Just as it has across history, the Federal Reserve played a central role in the crisis and recovery of the past 18 months. At the onset of the pandemic, even before many cities and states went on lockdown, the Fed had already slashed its policy rate to zero percent. As the economy and financial markets worsened, the Fed began expanding its balance sheet by buying Treasuries, mortgage-backed securities, and – for the first time – corporate bonds. With the Fed announcement last week that it would begin to unwind its corporate bond holdings, some investors may wonder how this and future Fed actions could affect their portfolios.
The Fed’s objective is to keep the economy and financial markets running smoothly. On the economic front, they do so by examining a wide variety of data and targeting a dual mandate of inflation and unemployment. However, long-term economic trends matter little if the financial system seizes up in the short run, as it did during the 2008 financial crisis. This is why, as credit markets began to falter in early 2020, the Fed pulled out all the stops. Buying corporate bonds was one way to directly contain a spike in borrowing costs (i.e. by providing a floor under bond prices).
At this point, the financial system has not only calmed, but many argue that it is overextended in many areas. This includes high-flying tech stocks, which have been volatile in recent months, “meme stocks” with significant retail investor interest, SPACs, and more. Thus, it is not surprising for the Fed to begin to reduce its corporate bond holdings.
And this hints at the bigger question: when will the Fed begin to reduce the pace of Treasury and MBS purchases, which currently stands at $120 billion per month, and eventually raise rates? As is always the case, next week’s Fed announcement and press conference will be scrutinized for any hints on the timing and magnitude of these events.

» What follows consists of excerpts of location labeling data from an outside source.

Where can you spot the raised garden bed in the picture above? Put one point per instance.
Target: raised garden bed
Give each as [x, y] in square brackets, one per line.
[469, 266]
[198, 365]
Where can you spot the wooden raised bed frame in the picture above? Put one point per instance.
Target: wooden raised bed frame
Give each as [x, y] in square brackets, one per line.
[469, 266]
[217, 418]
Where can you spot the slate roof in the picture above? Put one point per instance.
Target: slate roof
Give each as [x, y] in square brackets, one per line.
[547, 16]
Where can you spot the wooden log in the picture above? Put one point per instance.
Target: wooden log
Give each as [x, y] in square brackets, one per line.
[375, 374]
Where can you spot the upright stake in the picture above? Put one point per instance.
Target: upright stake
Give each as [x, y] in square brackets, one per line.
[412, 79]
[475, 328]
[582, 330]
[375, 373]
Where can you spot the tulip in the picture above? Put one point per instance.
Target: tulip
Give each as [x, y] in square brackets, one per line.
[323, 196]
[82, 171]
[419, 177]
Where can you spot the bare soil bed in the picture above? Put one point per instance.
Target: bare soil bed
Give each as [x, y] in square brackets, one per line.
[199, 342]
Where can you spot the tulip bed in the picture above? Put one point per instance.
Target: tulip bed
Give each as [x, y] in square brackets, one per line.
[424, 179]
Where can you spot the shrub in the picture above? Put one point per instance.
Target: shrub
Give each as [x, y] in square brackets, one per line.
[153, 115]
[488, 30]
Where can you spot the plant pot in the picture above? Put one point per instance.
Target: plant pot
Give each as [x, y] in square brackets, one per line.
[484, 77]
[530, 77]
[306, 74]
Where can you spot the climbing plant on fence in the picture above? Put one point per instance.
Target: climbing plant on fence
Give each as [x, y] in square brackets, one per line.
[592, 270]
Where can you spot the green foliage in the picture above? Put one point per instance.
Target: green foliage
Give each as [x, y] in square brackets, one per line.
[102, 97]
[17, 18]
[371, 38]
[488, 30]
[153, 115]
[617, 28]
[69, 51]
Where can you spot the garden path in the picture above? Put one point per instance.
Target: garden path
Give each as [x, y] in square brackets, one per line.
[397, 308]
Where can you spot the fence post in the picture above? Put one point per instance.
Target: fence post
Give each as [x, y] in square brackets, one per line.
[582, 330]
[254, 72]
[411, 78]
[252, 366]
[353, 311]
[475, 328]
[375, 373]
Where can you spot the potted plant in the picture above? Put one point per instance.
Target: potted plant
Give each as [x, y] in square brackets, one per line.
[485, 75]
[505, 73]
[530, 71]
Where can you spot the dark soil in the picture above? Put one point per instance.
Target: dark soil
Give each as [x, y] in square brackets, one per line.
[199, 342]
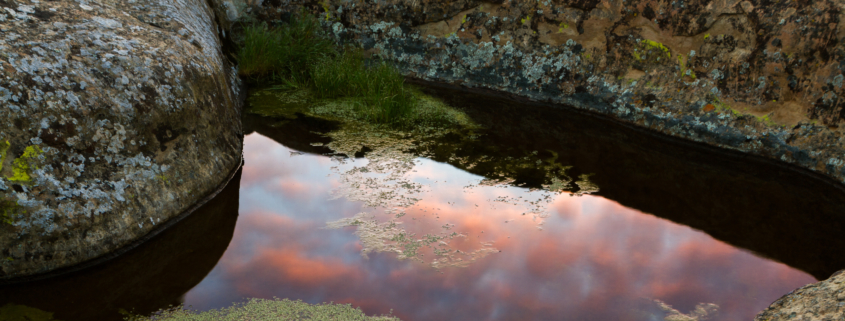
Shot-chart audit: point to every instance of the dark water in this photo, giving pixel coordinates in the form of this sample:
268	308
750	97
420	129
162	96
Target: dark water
646	229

Expectations vary, but many believe the Fed will begin unwinding its balance sheet at the start of 2022 and raise rates in early 2023.
This timing may change if inflation continues to heat up and the economy makes significant progress. Last week’s jobs report showed that the unemployment rate has already fallen to 5.8%. Moreover, when the Fed does begin to discuss these topics, many investors worry about another “taper tantrum” – a period in 2013 when the mere mention of reducing asset purchases rocked the bond market. Although there is certainly the risk of another such event, there are a few reasons for long-term investors to stay calm.
First, as disruptive as the taper tantrum was to fixed income holdings, the typical diversified investor finished the year with strong gains. This is because the S&P 500 generated a 32% return in 2013, offsetting the challenges faced by bonds. Bonds recovered soon after the following year.
Second, the Fed has (presumably) learned from that episode and will continue to bend over backwards to avoid a repeat. This means that they will either keep monetary policy loose for longer, or be extremely gradual in their approach. Of course, it can be argued that it may be better to rip off the band-aid, especially if there are excesses in the financial system.
Third, there is an old debate on whether “tapering is tightening.” In other words, is reducing the pace of bond purchases equivalent to selling bonds from its balance sheet? That is, is it the level or the direction that matters? While this is a theoretical debate, it’s clear in reality that the Fed will continue to be a significant buyer of bonds for quite some time. There are few reasons for long-term investors to worry about a sudden change in Fed policy.
Regardless of how the Fed approaches tapering and tightening, long-term investors are better off staying focused on their financial goals rather than reacting to every Fed announcement. Below are three charts that help to put monetary policy in perspective.
1. Fed action helped to calm the bond market last year
Credit markets began facing stress during the initial months of the pandemic. Actions by the Fed and Congress, and a quick recovery in the market helped bond yields to calm.
2. The Fed balance sheet is approaching $8 trillion
The Fed has expanded its balance sheet to nearly $8 trillion. This eclipses the $4.5 trillion reached after the financial crisis as well as the growth in the balance sheets of other major central banks.
3. Markets expect Fed tightening over the next two years
At the moment, markets expect the Fed to begin raising rates in early 2023, and to possibly begin unwinding its balance sheet in early 2022. Of course, investors will watch for hints that these events could occur sooner.
As always, focus on long-term financial goals rather than short-term Fed moves. Diversified portfolios helped to protect investors during the financial crisis, the taper tantrum, and over the past 18 months – regardless of Fed policy.